Primarily based on the bizarre true-life story of Eddie Waitkus, the Philadelphia Phillies player whose career was cut short when he was shot by a crazed woman who then jumped out of a window, the novel also drew material from the 1919 World Series Black Sox scandal, where eight members of the Chicago White Sox threw games. On top of this, Malamud referenced an encyclopedia of fabled yarns, from the Fisher King to Orestes. Redford found the sources fascinating, “because I was convinced it was the only way to tell the Big Story of baseball. You could make a movie that would follow all the rules and maneuvers, but it would miss the symbolic scale of it all. Malamud’s achievement, enhanced by Towne, was to introduce the mythic aspect.”

Baltimore-born Levinson had evolved from television comedy writing in Los Angeles to scriptwriting for Mel Brooks’s Silent Movie and High Anxiety to the semiautobiographical Diner. He, too, found the mythology of The Natural appealing. For Diner, he had abandoned conventional narrative to tell his story through vignettes. The originality of Towne’s approach, which emphasized Malamud’s fancy, was, to him, hypnotic: “First of all, I was attracted by Bob’s personal attachment. Secondly, I am a huge baseball fan, just like Bob. But more than anything, I was won over by Malamud’s story and Towne’s development of it. It was simply one of the best things I’d ever read. Towne took this intricate tale and turned it into an edifying story about goodness. Bob didn’t have to convince me. I said, ‘Yes, yes, this will do.’ ”

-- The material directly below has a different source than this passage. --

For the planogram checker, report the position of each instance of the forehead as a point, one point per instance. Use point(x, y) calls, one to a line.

A flood of creative ideas flowed between actor and director. Redford decided, as an homage, to adopt Ted Williams’s number, 9. It was also decided that the photography by cinematographer Caleb Deschanel would take its cue from a character in the novel, Judge Banner, who refers to people in terms of darkness and light. The opposing female figures, the gunwoman Harriet and the bighearted Iris, would be depicted in darkness and iridescence, respectively. Hobbs’s childhood would be shown in a two-color sepia-like palette that would emphasize the pale greens and burnt yellows of a summery Midwest. These conceptualizations were planned in detail with Redford and carefully hand-drawn before a foot of film was shot. “What Bob and I wanted from the movie was lightness and irony,” says Levinson, “though most of the critics eventually chose to see it as a serious, even grim, piece of work.”

Through June 1983 Redford prepared for the movie with a rigorous fitness routine that included weeks of batting practice with a team of semipro players. He phoned Ted Williams, who was fishing in Nova Scotia and missed his call. Williams would later affectionately acknowledge Redford’s homage and send him signed memorabilia. “It was the best place to be,” says Redford, “full of childhood dreaming and hardball playing. After my long absence, I was ready for a good movie.”

The Natural would fulfill the first part of a two-picture deal that Gary Hendler had brokered for him with Columbia two years before. But Hendler was no longer Redford’s legal counsel—he was the president of a new movie company, TriStar, a partnership between divisions of Columbia, HBO and CBS, which had inherited The Natural. The men took a walk on the beach at Malibu to discuss Hendler’s new role. They had been together for sixteen years, and Redford was happy to credit his friend with enormous help in building his career and holding on to Sundance.